The Ibn Battouta ATC (Air Traffic Control) communication corpus is English corpus characterized with a strong Moroccan accent speech, under the creation and concentrated on Tangier’s airport1. It synchronizes the voice, the ADS-B (flight data broadcast by aircraft) and the METAR (Weather Report on Airport), as trusted structured data frequently pronounced during the communication.
The aim of this work is to update the acoustic model and train the ASR (Automatic Speech Recognition) engine like CMU Sphinx or IBM Kaldi for the purpose of improving ATC capabilities, facilitating decision making and ensuring security. Currently we have recorded more than five hours long audio files with silence elimination of real life communication between pilots and controllers during takeoffs, approaches and landings in Tangier airport, Gibraltar airport and in the way from the Moroccan airspace to the Spanish one and vice versa.
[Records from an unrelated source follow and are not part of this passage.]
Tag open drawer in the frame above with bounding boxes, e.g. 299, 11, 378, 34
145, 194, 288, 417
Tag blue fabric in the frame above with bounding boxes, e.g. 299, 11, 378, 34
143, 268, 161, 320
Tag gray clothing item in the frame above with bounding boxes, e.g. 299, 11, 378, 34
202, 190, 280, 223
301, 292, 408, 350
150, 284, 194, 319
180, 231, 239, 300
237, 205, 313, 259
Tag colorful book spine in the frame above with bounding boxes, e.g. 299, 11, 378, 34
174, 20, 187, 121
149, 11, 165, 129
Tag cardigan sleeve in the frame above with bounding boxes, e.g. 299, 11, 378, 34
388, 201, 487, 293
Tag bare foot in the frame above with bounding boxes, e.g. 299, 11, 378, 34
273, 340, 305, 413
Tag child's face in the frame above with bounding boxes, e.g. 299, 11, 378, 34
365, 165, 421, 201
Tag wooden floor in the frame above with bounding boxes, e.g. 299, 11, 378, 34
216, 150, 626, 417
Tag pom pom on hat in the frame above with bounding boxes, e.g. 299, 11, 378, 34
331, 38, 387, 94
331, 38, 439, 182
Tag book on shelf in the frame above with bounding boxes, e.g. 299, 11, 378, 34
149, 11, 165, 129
In addition to 10logging files from ADS-B flight data and METAR reports. All audio files have been fully transcribed manually, with time marking to indicate the start of transmission and its duration, by airlines pilots and controllers working on Tangier airport.
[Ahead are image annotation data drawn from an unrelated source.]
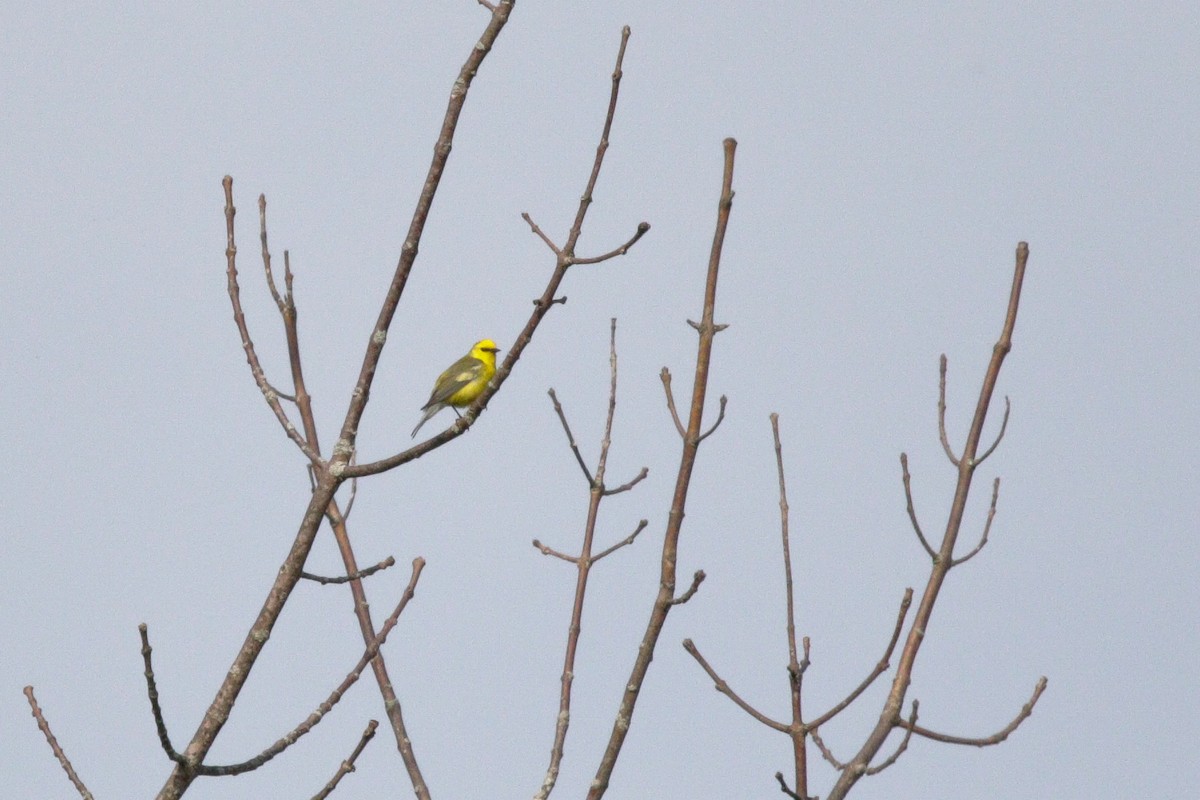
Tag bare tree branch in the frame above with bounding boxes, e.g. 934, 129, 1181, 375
592, 519, 649, 564
863, 700, 918, 775
588, 137, 737, 800
950, 474, 1000, 567
900, 453, 937, 561
547, 389, 594, 486
300, 555, 396, 587
193, 558, 425, 776
25, 686, 92, 800
976, 396, 1013, 467
808, 589, 912, 729
898, 675, 1046, 747
683, 639, 791, 733
937, 353, 959, 467
826, 242, 1030, 800
312, 720, 379, 800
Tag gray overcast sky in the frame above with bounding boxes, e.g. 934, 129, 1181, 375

To the best knowledge, it’s the first corpus that aligns speech data and structured data perfectly to all for a richer ASR modeling. In this paper, we will describe the Tangier’s airport geographic specification, and the techniques used to ensure quality of recording, data collecting, and their transcription, using the META data annotation and the advantages of the ATC phraseology as a reducing and controlling language, with synchronized flight data, and weather reports as trusted structured data.